Ira Rosen, a producer for the “60 Minutes” investigative television program, will also make remarks about the criminal justice system. Additionally, exonerees Brian Banks (left) and Uriah Courtney (below) will share their experiences. Banks, a former rising football star, was freed in 2012 after serving five years in prison. Courtney was exonerated in 2013 after eight years in prison.

Tickets are still available for the fundraiser at Café Julia at the downtown YWCA at 1040 Richards St. from 5:30 p.m. to 8:30 p.m. The event is co-sponsored by the Hawai‘i State Bar Foundation. Proceeds from the event will help cover the extensive costs associated with representing the wrongfully convicted in Hawai‘i, proving their innocence, and gaining their freedom.

The Hawai‘i Innocence Project, part of the William S. Richardson School of Law at the University of Hawai‘i, is one of many such non-profits throughout the country that have helped free hundreds of unjustly accused prisoners, often through the use of sophisticated DNA evidence.
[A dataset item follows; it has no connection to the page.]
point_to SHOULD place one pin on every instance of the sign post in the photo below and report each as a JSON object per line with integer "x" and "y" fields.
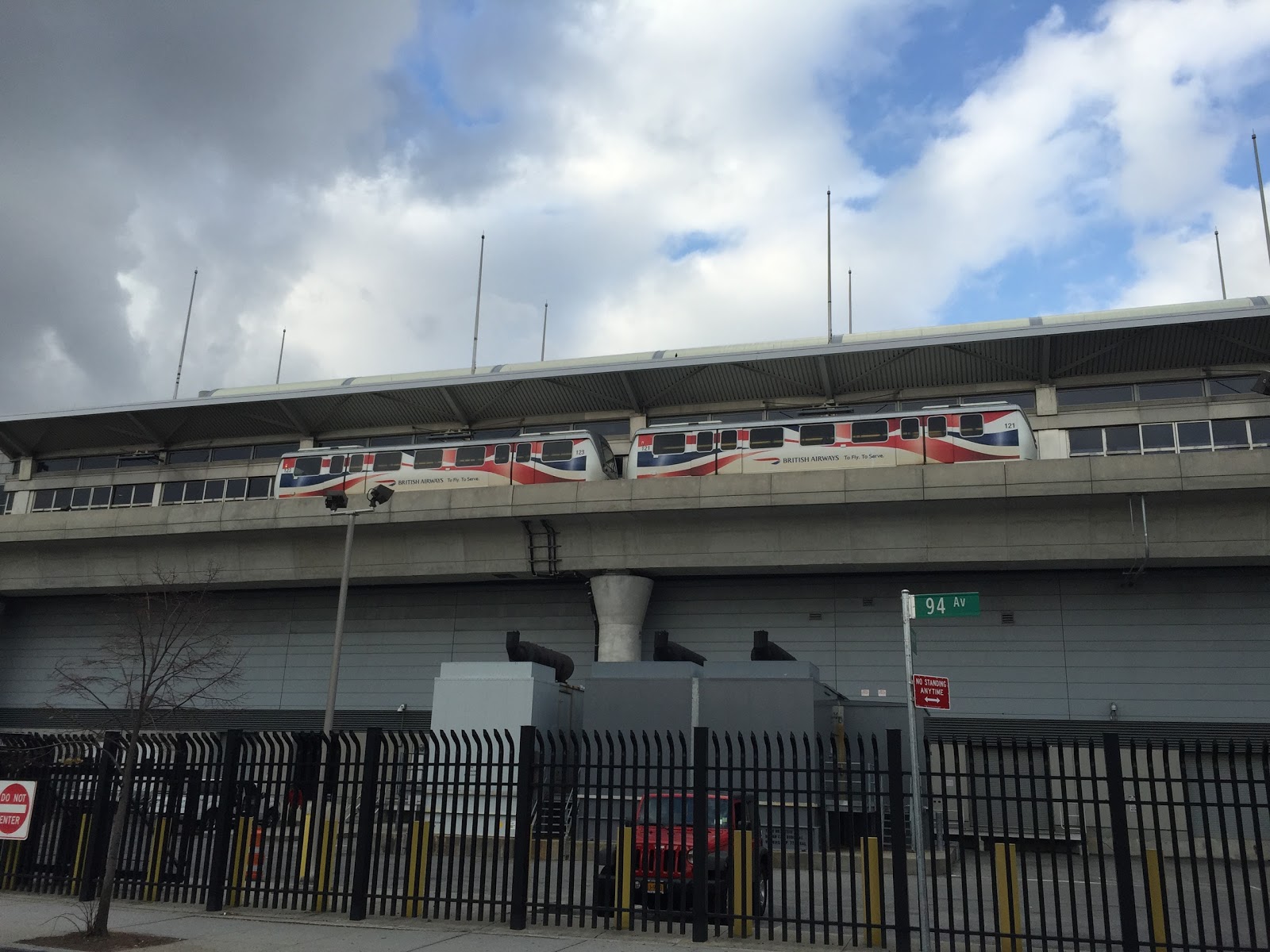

Innocence Projects in 37 states have freed more than 330 individuals using DNA evidence alone. It was Scheck, now a professor at Benjamin N. Cardozo School of Law in New York, who was primarily responsible for setting the standards for the forensic application of DNA technology as far back as 1988.

Uriah Courntey

Under the direction of Associate Law Dean Ronette M. Kawakami ’85, and Associate Faculty Specialist Kenneth Lawson, the Hawai‘i Innocence Project has been incorporated into the Law School curriculum, allowing law students to research and investigate the wrongful conviction claims of Hawai‘i prisoners.

Through the work of the Hawai‘i Innocence Project, for example, Alvin Jardine of Maui was freed in 2011 after spending 20 years in prison for a rape and burglary he did not commit. When advanced DNA evidence showed that Jardine was not the perpetrator, a Maui Circuit Court judge overturned his conviction.

The leadership of the Hawai‘i Innocence Project expects to take on a larger load of cases. They will utilize Kawakami’s background as a public defender in felony jury trials and Lawson’s past experience as a criminal lawyer and his powerful personal teaching message. Lawson’s work focuses on classroom material and working with students.

In helping lead the Hawai‘i Innocence Project, Lawson speaks of the importance of introducing law students to this work. “I can teach you law, but I can’t teach you how to feel, how to care, and how to stand up for someone who has been wrongfully accused,” he tells students. “If you don’t care about your client, why should the judge care? Why should the jury care? You, as their attorney, have to make them care. No one was born being a bad person.” The HIP includes a number of Law School adjunct faculty who also help teach the clinic. They include leading criminal law attorneys Susan Arnett, Bill Harrison, and Brook Hart, and DNA expert David Haymer.

In February 2016, former Ohio prisoner Ricky Jackson was the honored guest of the Hawai‘i Innocence Project’s first fundraising gala. Jackson, who was freed in 2014 after being behind bars for 39 years, has the dubious distinction of being the exonerated innocent man incarcerated longer than any other person in the United States.